Managing translations and different locales in your software project can be a demanding task for anyone involved. This process usually requires sending translations to an agency, waiting for their response, and placing translated content back into the correct position in your codebase.
We at ePages recently updated this process of recurring communication with our translation agency. This post will cover how we integrated a new translation process for the shop administration of our main product ePages Now and how we came up with a general approach, which makes it possible to automate localization in almost every project.
A view behind the curtains
Our product ePages Now involves the Cartridges project, which mainly powers the shop administration for Now shops. This administration is available in 17 different locales and allows merchants to set their shop design and manage their products and customers. In a single development iteration, developers usually added or updated translations, which were provided by our UX team and UI writer in American English, British English and German. Filling out the remaining 14 locales recently required a lot of communication between developers and translators.
To make things easier for developers and translators, we were looking for new automated approaches to handle localization. This led to the integration of the localization tool Phrase. Phrase plays a considerable role in the ePages infastructure as it is already used with great success and satisfaction for several other projects and applications. By integrating Phrase, we would spare translators with the need to work directly in our translation files and provide them with a feature-rich editor in the web browser.

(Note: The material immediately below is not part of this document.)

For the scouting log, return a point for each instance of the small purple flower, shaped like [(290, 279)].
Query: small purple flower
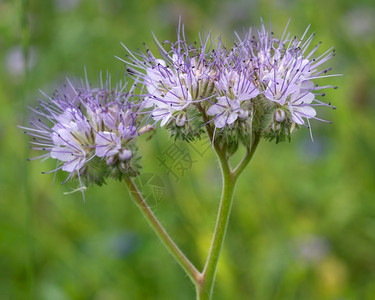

To use Phrase in an automated fashion, translations have to be provided in a compliant file format for their tool. Since the Cartridges project uses its own XML format, we have to extract our translations and convert them into a fitting format, send them to Phrase, wait for translation, download the translations, and update our original XML files. To keep translations as simple and as clear as possible, we decided to go with a JSON format. With that, our new process can be illustrated as follows:
The main challenge is to recreate the original XML file without losing any information or damaging the XML file format. Each JSON file must have the ability to fully reconstruct translations in their corresponding XML file.
Solving the conversion between XML and JSON
We came up with a general solution, which works for any project that has translations mapped to translation keywords.
Those translation keywords can also be present in multiple translation files spread across the project.
However, different translation files can contain the same translation keywords (for example the translation keyword
Name can be used in different files).
JSON keywords have to be truly unique to unambigiously identify them in Phrase.
Therefore, we mapped the relative path of our translation file into our JSON keyword.
Here’s an example: the files
Dictionary.en-US.xml are located in
Shop/Templates/ inside our project.
Those files contain the XML keyword
AdditionalHtmlHead, which includes a translation in each respective locale.
The related JSON keyword example is illustrated below.
Notice how dots are used in the JSON keyword to represent path seperators and how dots in file names are escaped with hashtags. If a translation keyword has to be restored, we know that the last part of the JSON keyword (splitted by dots) is the XML keyword, the second last part is the file name, and everything else refers to the relative location of the file in the project.
This approach is so general, that it can be applied to any software project with a custom translation file format.
Communicating with Phrase
For each new pull request to our Cartridges repository that contains new or updated translations, the conversion process to JSON may be triggered by a developer. The resulting JSON files will be transmitted to Phrase using a combination of Phrase’s API and CLI. To correctly match the single keywords in Phrase to the respective pull requests, a label is set in Phrase. After successful translation, our UI Writer triggers the download process, which merges the new translations into the original XML files.
What can be learned
Changing the translation process was a non negletable amount of work. But overall, it was totally worth it and we achieved the following improvements:
- less inconsistencies in translations
- less communication effort between translators and developers
- less room for errors when working with translations
- more transparent translation process
- more robust translation tests in pipeline
- faster translation process
As of now, we have 13.350 different JSON keywords for each locale and a total of 1.753.465 managed words in the respective Phrase project.